When running in CLI mode, the following commands are available:

  • help - Display available commands
  • walk forward - Walk forward (natural language commands work)
  • stop - Stop all movement
  • check_ollama - Check Ollama connectivity
  • status - Show system status
  • emote happy - Express an emotion
  • exit / quit - Exit the CLI

Recent Updates

  • Fixed streaming response handling to prevent CLI hanging
  • Improved error handling for Ollama API interactions
  • Reduced redundant audio system initialization
  • Added proper cleanup for audio resources
  • Added timeout mechanisms to prevent infinite loops

Features

  • Single file - No need to remember multiple script names
  • Auto-detection - Automatically finds ONNX models in standard locations
  • Enhanced logging - Detailed debug logging to help troubleshoot issues
  • Environment setup - Built-in setup functionality
  • VLM Movement Commands - Support for Vision Language Model movement commands

Command Line Options

Simulation Mode:
  --cli-mode            Run with CLI control instead of ONNX model
  --playground-only     Run the Open Duck Playground directly without Duck VLA

Input/Output Options:
  --no-audio            Disable audio input/output
  --no-camera           Disable camera input

Model Options:
  --vision-model VISION_MODEL
                        Vision model to use (default: gemma3)
  --onnx-model ONNX_MODEL
                        Path to specific ONNX model file (will auto-detect if not specified)

Environment Setup:
  --setup               Run setup to ensure environment is ready
  --test-imports        Test if playground imports work correctly

Other options:
  --debug               Enable debug logging

Movement Control System

The Duck VLA system includes a comprehensive movement control system that supports both traditional joystick controls and Vision Language Model (VLM) movement commands.

Components

  1. JoystickInterface (joystick_interface.py)

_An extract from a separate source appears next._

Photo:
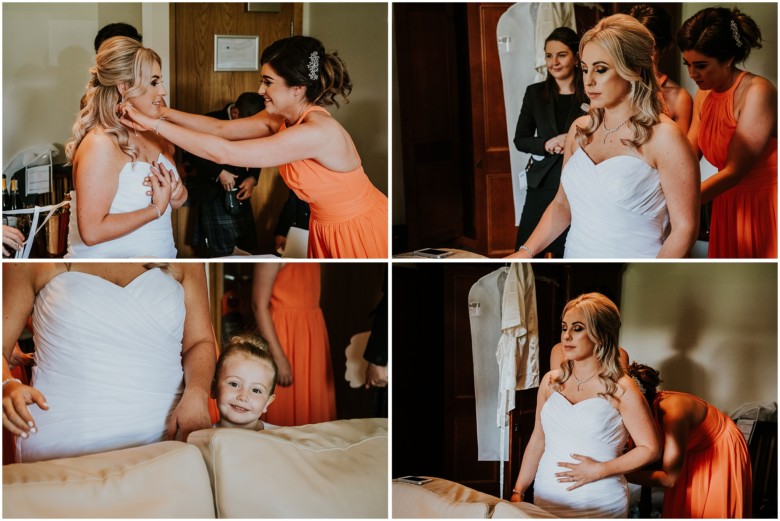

    • Provides a direct interface for controlling duck movement in MuJoCo simulation
    • Supports both traditional joystick controls and VLM movement commands
    • Handles command processing, parameter scaling, and head position control
  2. MotionController (motion_controller.py)

    • High-level interface for controlling duck movement
    • Translates movement commands into joystick inputs
    • Supports both simulation and real-world environments
    • Includes specialized SimulatedMotionController for enhanced debugging

VLM Movement Commands

The system now supports the following VLM movement commands:

  • forward - Move forward
  • backward - Move backward
  • left - Strafe left
  • right - Strafe right
  • turn_left - Turn left
  • turn_right - Turn right
  • stop - Stop all movement

Example usage:

# Initialize the motion controller
controller = MotionController(simulate=True)

# Move forward using VLM command
controller.move_vlm("forward", speed=0.5, duration=2.0)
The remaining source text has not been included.